If I just dropped the snail eggs into the water will my fish eat them?

How do other people get rid of snail eggs?


----------



## cindygao0217 (Jul 3, 2014)

No they will not eat but some fish do eat out of curious I just pop the egg with my finger with my ramshorn snail


----------



## Kieranfish (Dec 23, 2014)

yah like the previous answerer said, some fish do take a munch out of curiosity. i just scoop them out with a net and throw them in the bin. simple. And if you do eventually have a snail problem, don't bother with the chemical route. Just get yoyo loaches XD


----------



## Velxunai (Nov 23, 2014)

Are yoyo loaches compatible with female fighters, bristle noses and platies?

Thanks for the quick responses


----------



## Velxunai (Nov 23, 2014)

And would they murder my beautiful golden mystery snail? She's about the size of a ping pong ball...


----------



## Kieranfish (Dec 23, 2014)

Velxunai said:


> Are yoyo loaches compatible with female fighters, bristle noses and platies?
> 
> Thanks for the quick responses


Hmmm.. Well i know for sure they are compatabile with bristlenoses because i have yoyo's with a single male bn in my tank right now. They don't bother each other at all. I've never kept them with platies or fighters.. But they should be ok with platies i THINK. Do your platies have really long, flowing fins?
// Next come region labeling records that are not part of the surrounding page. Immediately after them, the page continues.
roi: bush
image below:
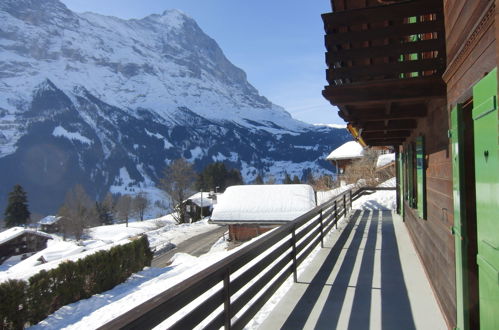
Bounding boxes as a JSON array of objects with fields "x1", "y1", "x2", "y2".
[
  {"x1": 0, "y1": 280, "x2": 27, "y2": 329},
  {"x1": 0, "y1": 236, "x2": 152, "y2": 329}
]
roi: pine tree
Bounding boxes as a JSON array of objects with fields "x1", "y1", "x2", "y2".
[{"x1": 4, "y1": 184, "x2": 31, "y2": 227}]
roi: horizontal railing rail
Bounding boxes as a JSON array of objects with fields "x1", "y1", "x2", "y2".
[{"x1": 100, "y1": 187, "x2": 394, "y2": 329}]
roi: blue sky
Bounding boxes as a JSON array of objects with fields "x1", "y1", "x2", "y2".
[{"x1": 62, "y1": 0, "x2": 344, "y2": 124}]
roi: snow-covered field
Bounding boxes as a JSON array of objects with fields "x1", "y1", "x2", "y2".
[
  {"x1": 0, "y1": 215, "x2": 217, "y2": 282},
  {"x1": 2, "y1": 179, "x2": 396, "y2": 329},
  {"x1": 352, "y1": 178, "x2": 397, "y2": 210}
]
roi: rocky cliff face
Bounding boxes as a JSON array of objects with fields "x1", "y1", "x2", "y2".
[{"x1": 0, "y1": 0, "x2": 348, "y2": 213}]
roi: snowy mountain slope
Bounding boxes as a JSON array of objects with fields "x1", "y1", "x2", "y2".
[{"x1": 0, "y1": 0, "x2": 348, "y2": 213}]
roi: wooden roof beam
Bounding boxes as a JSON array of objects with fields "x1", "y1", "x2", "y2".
[
  {"x1": 361, "y1": 119, "x2": 417, "y2": 132},
  {"x1": 362, "y1": 130, "x2": 411, "y2": 140},
  {"x1": 322, "y1": 76, "x2": 447, "y2": 106}
]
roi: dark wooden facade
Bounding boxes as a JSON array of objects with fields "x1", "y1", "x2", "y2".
[
  {"x1": 323, "y1": 0, "x2": 499, "y2": 329},
  {"x1": 0, "y1": 230, "x2": 50, "y2": 263}
]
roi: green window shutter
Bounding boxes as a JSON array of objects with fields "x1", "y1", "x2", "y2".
[
  {"x1": 416, "y1": 136, "x2": 426, "y2": 219},
  {"x1": 449, "y1": 104, "x2": 470, "y2": 330},
  {"x1": 473, "y1": 69, "x2": 499, "y2": 329},
  {"x1": 407, "y1": 143, "x2": 416, "y2": 207}
]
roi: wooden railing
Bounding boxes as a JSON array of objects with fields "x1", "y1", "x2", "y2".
[{"x1": 100, "y1": 187, "x2": 395, "y2": 329}]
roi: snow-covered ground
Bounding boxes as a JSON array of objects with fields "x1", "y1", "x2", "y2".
[
  {"x1": 10, "y1": 179, "x2": 396, "y2": 329},
  {"x1": 352, "y1": 178, "x2": 397, "y2": 210},
  {"x1": 0, "y1": 215, "x2": 217, "y2": 282}
]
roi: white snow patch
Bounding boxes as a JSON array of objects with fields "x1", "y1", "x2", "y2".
[
  {"x1": 376, "y1": 153, "x2": 395, "y2": 168},
  {"x1": 314, "y1": 124, "x2": 347, "y2": 128},
  {"x1": 52, "y1": 126, "x2": 93, "y2": 145},
  {"x1": 211, "y1": 184, "x2": 316, "y2": 222},
  {"x1": 352, "y1": 178, "x2": 397, "y2": 210},
  {"x1": 326, "y1": 141, "x2": 364, "y2": 160}
]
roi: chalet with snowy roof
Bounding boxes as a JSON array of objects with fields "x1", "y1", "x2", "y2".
[
  {"x1": 38, "y1": 215, "x2": 61, "y2": 233},
  {"x1": 322, "y1": 0, "x2": 499, "y2": 329},
  {"x1": 183, "y1": 192, "x2": 217, "y2": 221},
  {"x1": 210, "y1": 184, "x2": 316, "y2": 241},
  {"x1": 0, "y1": 227, "x2": 52, "y2": 263},
  {"x1": 326, "y1": 141, "x2": 365, "y2": 174}
]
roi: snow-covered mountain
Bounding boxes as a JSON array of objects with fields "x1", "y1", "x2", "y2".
[{"x1": 0, "y1": 0, "x2": 348, "y2": 212}]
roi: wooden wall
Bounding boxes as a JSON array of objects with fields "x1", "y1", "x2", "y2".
[
  {"x1": 404, "y1": 99, "x2": 456, "y2": 326},
  {"x1": 443, "y1": 0, "x2": 497, "y2": 105}
]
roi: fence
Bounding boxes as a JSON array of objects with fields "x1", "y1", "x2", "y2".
[{"x1": 100, "y1": 187, "x2": 395, "y2": 329}]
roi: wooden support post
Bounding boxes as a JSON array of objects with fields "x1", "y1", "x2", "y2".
[
  {"x1": 291, "y1": 226, "x2": 298, "y2": 283},
  {"x1": 343, "y1": 194, "x2": 347, "y2": 218},
  {"x1": 224, "y1": 268, "x2": 231, "y2": 330},
  {"x1": 319, "y1": 210, "x2": 324, "y2": 248},
  {"x1": 349, "y1": 190, "x2": 353, "y2": 210},
  {"x1": 334, "y1": 200, "x2": 338, "y2": 229}
]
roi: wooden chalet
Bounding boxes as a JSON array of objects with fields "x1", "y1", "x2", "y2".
[
  {"x1": 210, "y1": 184, "x2": 316, "y2": 242},
  {"x1": 322, "y1": 0, "x2": 499, "y2": 329},
  {"x1": 183, "y1": 192, "x2": 217, "y2": 222},
  {"x1": 0, "y1": 227, "x2": 52, "y2": 263}
]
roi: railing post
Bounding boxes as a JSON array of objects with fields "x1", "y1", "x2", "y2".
[
  {"x1": 343, "y1": 194, "x2": 347, "y2": 219},
  {"x1": 291, "y1": 225, "x2": 298, "y2": 283},
  {"x1": 224, "y1": 268, "x2": 231, "y2": 330},
  {"x1": 334, "y1": 199, "x2": 338, "y2": 229},
  {"x1": 319, "y1": 210, "x2": 324, "y2": 248},
  {"x1": 350, "y1": 190, "x2": 353, "y2": 210}
]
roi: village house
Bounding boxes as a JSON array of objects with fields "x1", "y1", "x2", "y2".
[
  {"x1": 183, "y1": 192, "x2": 217, "y2": 222},
  {"x1": 323, "y1": 0, "x2": 499, "y2": 329},
  {"x1": 326, "y1": 141, "x2": 365, "y2": 176},
  {"x1": 38, "y1": 215, "x2": 61, "y2": 233},
  {"x1": 0, "y1": 227, "x2": 52, "y2": 263},
  {"x1": 210, "y1": 184, "x2": 316, "y2": 241}
]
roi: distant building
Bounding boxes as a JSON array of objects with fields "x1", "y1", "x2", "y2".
[
  {"x1": 0, "y1": 227, "x2": 52, "y2": 263},
  {"x1": 38, "y1": 215, "x2": 61, "y2": 233},
  {"x1": 210, "y1": 184, "x2": 316, "y2": 241},
  {"x1": 326, "y1": 141, "x2": 365, "y2": 175},
  {"x1": 183, "y1": 192, "x2": 217, "y2": 222}
]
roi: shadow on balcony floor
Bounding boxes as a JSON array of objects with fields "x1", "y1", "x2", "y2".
[{"x1": 261, "y1": 210, "x2": 447, "y2": 330}]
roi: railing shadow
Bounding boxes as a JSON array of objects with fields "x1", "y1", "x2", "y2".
[
  {"x1": 282, "y1": 210, "x2": 365, "y2": 329},
  {"x1": 282, "y1": 210, "x2": 415, "y2": 330}
]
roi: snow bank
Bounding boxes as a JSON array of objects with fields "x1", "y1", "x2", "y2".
[
  {"x1": 0, "y1": 227, "x2": 52, "y2": 244},
  {"x1": 376, "y1": 153, "x2": 395, "y2": 168},
  {"x1": 38, "y1": 215, "x2": 61, "y2": 225},
  {"x1": 317, "y1": 184, "x2": 355, "y2": 205},
  {"x1": 0, "y1": 215, "x2": 218, "y2": 282},
  {"x1": 211, "y1": 184, "x2": 316, "y2": 222},
  {"x1": 352, "y1": 178, "x2": 397, "y2": 210},
  {"x1": 326, "y1": 141, "x2": 364, "y2": 160}
]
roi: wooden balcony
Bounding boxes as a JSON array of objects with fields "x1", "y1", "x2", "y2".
[{"x1": 322, "y1": 0, "x2": 446, "y2": 145}]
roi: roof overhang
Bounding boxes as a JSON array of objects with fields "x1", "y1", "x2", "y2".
[{"x1": 322, "y1": 0, "x2": 447, "y2": 146}]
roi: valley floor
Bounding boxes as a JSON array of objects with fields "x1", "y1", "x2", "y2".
[{"x1": 27, "y1": 182, "x2": 396, "y2": 329}]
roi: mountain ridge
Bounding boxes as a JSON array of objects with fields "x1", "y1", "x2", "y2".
[{"x1": 0, "y1": 0, "x2": 349, "y2": 213}]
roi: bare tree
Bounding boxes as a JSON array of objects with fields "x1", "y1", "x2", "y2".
[
  {"x1": 59, "y1": 184, "x2": 99, "y2": 240},
  {"x1": 132, "y1": 192, "x2": 150, "y2": 221},
  {"x1": 116, "y1": 195, "x2": 132, "y2": 227},
  {"x1": 160, "y1": 158, "x2": 196, "y2": 223}
]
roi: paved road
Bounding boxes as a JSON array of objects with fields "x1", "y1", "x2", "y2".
[{"x1": 151, "y1": 226, "x2": 227, "y2": 267}]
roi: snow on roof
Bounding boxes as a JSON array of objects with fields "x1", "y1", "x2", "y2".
[
  {"x1": 376, "y1": 153, "x2": 395, "y2": 168},
  {"x1": 0, "y1": 227, "x2": 52, "y2": 244},
  {"x1": 187, "y1": 191, "x2": 213, "y2": 207},
  {"x1": 38, "y1": 215, "x2": 61, "y2": 225},
  {"x1": 211, "y1": 184, "x2": 316, "y2": 223},
  {"x1": 326, "y1": 141, "x2": 364, "y2": 160}
]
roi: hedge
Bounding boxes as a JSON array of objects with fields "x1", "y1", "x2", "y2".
[{"x1": 0, "y1": 236, "x2": 152, "y2": 329}]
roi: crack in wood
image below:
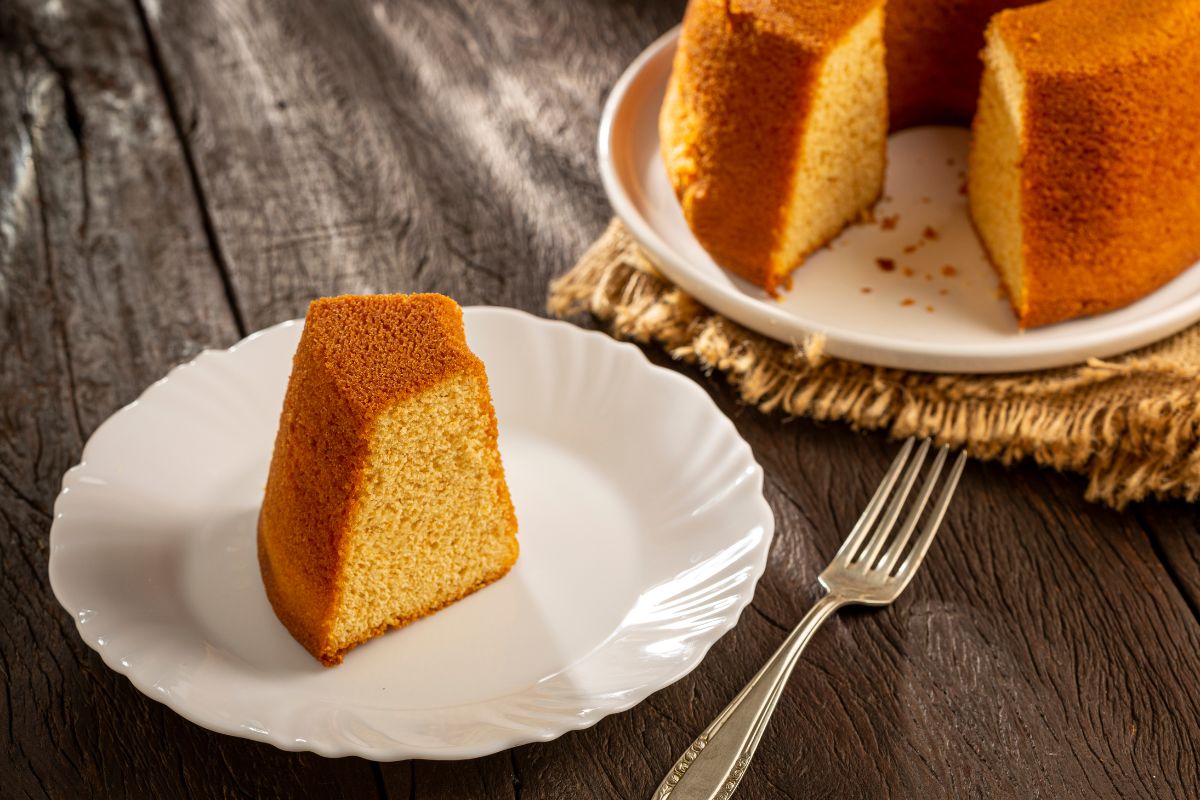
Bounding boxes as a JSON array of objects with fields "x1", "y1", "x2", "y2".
[{"x1": 130, "y1": 0, "x2": 250, "y2": 337}]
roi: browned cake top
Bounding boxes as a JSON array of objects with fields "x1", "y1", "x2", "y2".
[
  {"x1": 724, "y1": 0, "x2": 878, "y2": 47},
  {"x1": 996, "y1": 0, "x2": 1200, "y2": 325},
  {"x1": 305, "y1": 294, "x2": 480, "y2": 414},
  {"x1": 258, "y1": 294, "x2": 484, "y2": 663},
  {"x1": 996, "y1": 0, "x2": 1200, "y2": 72}
]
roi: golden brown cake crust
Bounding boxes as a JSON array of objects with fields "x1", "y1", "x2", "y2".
[
  {"x1": 995, "y1": 0, "x2": 1200, "y2": 326},
  {"x1": 660, "y1": 0, "x2": 1200, "y2": 326},
  {"x1": 258, "y1": 294, "x2": 516, "y2": 666},
  {"x1": 660, "y1": 0, "x2": 880, "y2": 293}
]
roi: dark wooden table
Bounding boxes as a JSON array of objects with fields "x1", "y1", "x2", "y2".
[{"x1": 7, "y1": 0, "x2": 1200, "y2": 800}]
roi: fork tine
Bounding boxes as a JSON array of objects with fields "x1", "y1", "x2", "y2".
[
  {"x1": 834, "y1": 438, "x2": 916, "y2": 560},
  {"x1": 896, "y1": 452, "x2": 967, "y2": 589},
  {"x1": 856, "y1": 439, "x2": 929, "y2": 569},
  {"x1": 876, "y1": 446, "x2": 949, "y2": 572}
]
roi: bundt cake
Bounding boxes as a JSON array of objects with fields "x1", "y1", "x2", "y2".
[
  {"x1": 258, "y1": 294, "x2": 517, "y2": 666},
  {"x1": 660, "y1": 0, "x2": 1200, "y2": 326}
]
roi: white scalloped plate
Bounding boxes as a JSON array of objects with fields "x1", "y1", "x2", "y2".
[
  {"x1": 599, "y1": 28, "x2": 1200, "y2": 372},
  {"x1": 50, "y1": 308, "x2": 774, "y2": 760}
]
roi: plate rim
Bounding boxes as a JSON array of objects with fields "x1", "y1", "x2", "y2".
[
  {"x1": 596, "y1": 25, "x2": 1200, "y2": 374},
  {"x1": 47, "y1": 306, "x2": 775, "y2": 762}
]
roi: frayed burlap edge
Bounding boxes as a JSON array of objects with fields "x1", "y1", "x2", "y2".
[{"x1": 547, "y1": 221, "x2": 1200, "y2": 507}]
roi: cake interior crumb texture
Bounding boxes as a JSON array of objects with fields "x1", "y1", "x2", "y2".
[
  {"x1": 330, "y1": 375, "x2": 516, "y2": 650},
  {"x1": 774, "y1": 5, "x2": 888, "y2": 283},
  {"x1": 967, "y1": 30, "x2": 1028, "y2": 317},
  {"x1": 258, "y1": 295, "x2": 517, "y2": 666}
]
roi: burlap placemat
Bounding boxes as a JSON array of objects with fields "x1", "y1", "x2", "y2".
[{"x1": 548, "y1": 221, "x2": 1200, "y2": 507}]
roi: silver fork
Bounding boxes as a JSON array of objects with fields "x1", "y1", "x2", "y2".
[{"x1": 654, "y1": 439, "x2": 966, "y2": 800}]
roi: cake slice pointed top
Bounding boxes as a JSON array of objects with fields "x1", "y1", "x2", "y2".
[{"x1": 258, "y1": 294, "x2": 517, "y2": 666}]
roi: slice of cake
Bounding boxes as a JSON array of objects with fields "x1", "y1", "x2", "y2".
[
  {"x1": 258, "y1": 294, "x2": 517, "y2": 666},
  {"x1": 659, "y1": 0, "x2": 888, "y2": 294}
]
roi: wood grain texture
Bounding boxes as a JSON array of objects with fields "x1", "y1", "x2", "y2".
[
  {"x1": 7, "y1": 0, "x2": 1200, "y2": 800},
  {"x1": 136, "y1": 0, "x2": 682, "y2": 327}
]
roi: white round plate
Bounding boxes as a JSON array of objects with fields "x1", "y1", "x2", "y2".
[
  {"x1": 599, "y1": 29, "x2": 1200, "y2": 372},
  {"x1": 50, "y1": 308, "x2": 774, "y2": 760}
]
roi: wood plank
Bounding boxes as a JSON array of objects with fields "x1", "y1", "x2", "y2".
[
  {"x1": 23, "y1": 0, "x2": 1200, "y2": 798},
  {"x1": 1134, "y1": 500, "x2": 1200, "y2": 618},
  {"x1": 0, "y1": 0, "x2": 376, "y2": 798},
  {"x1": 135, "y1": 0, "x2": 682, "y2": 327}
]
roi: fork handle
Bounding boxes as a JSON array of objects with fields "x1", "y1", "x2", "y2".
[{"x1": 653, "y1": 594, "x2": 846, "y2": 800}]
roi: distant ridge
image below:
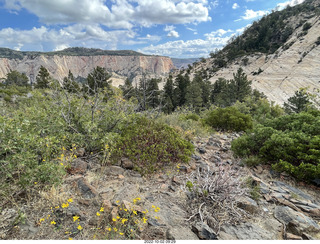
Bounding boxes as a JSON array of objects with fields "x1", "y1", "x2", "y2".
[{"x1": 0, "y1": 47, "x2": 151, "y2": 60}]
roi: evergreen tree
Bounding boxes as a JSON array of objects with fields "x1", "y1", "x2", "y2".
[
  {"x1": 186, "y1": 81, "x2": 203, "y2": 113},
  {"x1": 231, "y1": 68, "x2": 252, "y2": 102},
  {"x1": 35, "y1": 65, "x2": 51, "y2": 89},
  {"x1": 163, "y1": 74, "x2": 174, "y2": 114},
  {"x1": 63, "y1": 70, "x2": 81, "y2": 93},
  {"x1": 210, "y1": 78, "x2": 228, "y2": 105},
  {"x1": 174, "y1": 73, "x2": 190, "y2": 107},
  {"x1": 120, "y1": 78, "x2": 135, "y2": 100},
  {"x1": 5, "y1": 70, "x2": 29, "y2": 86},
  {"x1": 87, "y1": 66, "x2": 112, "y2": 95},
  {"x1": 146, "y1": 78, "x2": 161, "y2": 108},
  {"x1": 284, "y1": 89, "x2": 311, "y2": 114}
]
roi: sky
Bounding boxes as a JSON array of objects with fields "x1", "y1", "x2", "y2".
[{"x1": 0, "y1": 0, "x2": 304, "y2": 58}]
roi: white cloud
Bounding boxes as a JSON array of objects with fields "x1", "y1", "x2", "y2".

I'm not sure about the fighter fish. I'll do a bit of checking up on that and will get back to you. 

And yeah I'm afraid they would murder you're snail, so there goes that idea LOL

Edit:

And judging by this thread: http://www.fishlore.com/fishforum/betta-fish/42847-yoyos-vs-betta-help.html

I'd say that yoyo's and fighters are not a good idea at all.


----------



## Velxunai (Nov 23, 2014)

Because it was a male fighter I wonder if it was a crown tail and looked like yummy worms to the loach?

I could get a yoyo and put it in my other tank... Then plop what snails I get into there.

Or move the large snail into there instead


----------



## Kieranfish (Dec 23, 2014)

Umm.. I would just take whatever snails you have, put them in the other tank and get a few yoyo's.


But hold on, do you just have eggs now? Or actual snails?


----------



## Velxunai (Nov 23, 2014)

Eggs


----------



## Kieranfish (Dec 23, 2014)

If you don't have actual snails, why don't you just scoop them out with a net?


----------



## Velxunai (Nov 23, 2014)

Because it grossed me out &#55357;&#56861;
I bit the bullet and scooped them out


----------